Loro entrano. Posano lo sguardo su quegli occhi imbronciati.

“Cosa ci fai qui?” chiedono, e tu non li comprendi e smetti di respirare per non farti notare.

Il ragazzino batte ciglio: e con le sopracciglia appena crucciate, lentamente, risponde. “Meditare.”

Ed è il tempo sbagliato ed il modo sbagliato, ma tu non lo sai, e non lo sa neanche lui.

“La ragazzina è passata di qua?”

“No.”

Come capisci ragazzina, che dev’essere un altro modo per dire il tuo nome, “no” è una parola che capisci.

Ed è una risposta secca, di chi vuole essere lasciato in pace, di chi è impegnato e di chi è totalmente disinteressato del prossimo, al punto da aiutarlo ignorando la sua esistenza.

Il tuo cuore batte un po’ più forte, perché non gli crederanno, lo sai che non gli crederanno, e…

Loro se ne vanno.
La porta si chiude.
I passi si allontanano.

Incredula, rimani lì dietro i manichini. Non osi muoverti di un millimetro, per paura che sentano un rumore e tornino e ti riportino in quel letto, in quell’infermeria.

Quegli occhi che sanno di casa non ti guardano neppure una volta, mentre tu tieni i tuoi fissi sulla schiena.

Finchè non si chiudono su un mondo più tranquillo e un po’ meno pieno di incubi di prima.

 

(Quando ti verrà a cercare, un’ora dopo, ti troverà accoccolata su un fianco e con un pollice in bocca.

“Gaki.”
Mocciosa, mormorerà, in quella che è la sua lingua e non la tua.

Il giorno dopo verrai trovata e punita e segregata di nuovo in infermeria, ma avrai passato una notte tranquilla e senza sogni. Perché, per la prima volta, qualcuno è stato dalla tua parte.)

 

Mesi dopo, sei ancora una volta nascosta dietro i manichini. Sono un po’ dei guardiani, quei manichini che si frappongono fra te e il resto del mondo.

Leverrier ti stava cercando. Volevi solo essere lasciata in pace da quell’uomo orribile.

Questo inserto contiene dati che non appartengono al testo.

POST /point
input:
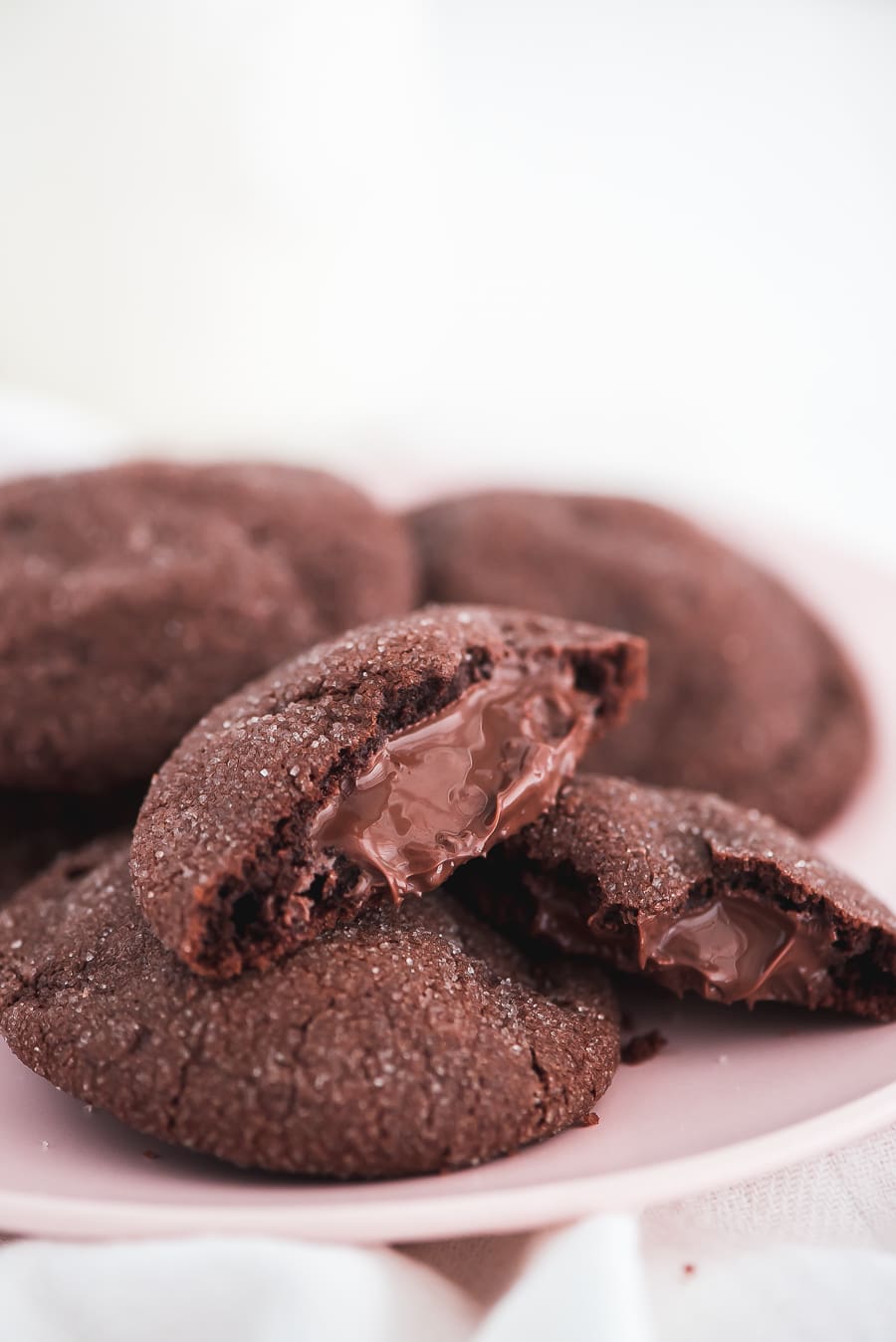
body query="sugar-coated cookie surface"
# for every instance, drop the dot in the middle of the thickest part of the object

E questo è diventato un po’ il tuo lido sicuro. Ci sono sempre quegli occhi lì, quegli occhi che affermano con sicurezza, ogni volta, di non averti vista. Quegli occhi che ti ignorano, e ai quali tu sei grata per questo.

Leverrier è sempre presente nei tuoi sogni, ultimamente: ti terrorizza.
Gli incubi ti tengono sveglia.

Ogni tanto, in quella stanza con i manichini, quel ragazzino litiga con il suo maestro, ogni tanto litiga con i suoi compagni, e comprendi che lui non ha avuto problemi a diventare una macchina stermina-akuma, e che fa già il suo lavoro sebbene non possa essere poi così più grande di te.
Non lo comprendi.

“Come puoi?” gli chiedi, allora, mettendo insieme due parole semplici-semplici e il tuo pessimo accento sdrucciolo, per esprimere quella domanda che ti rode un po’ dentro.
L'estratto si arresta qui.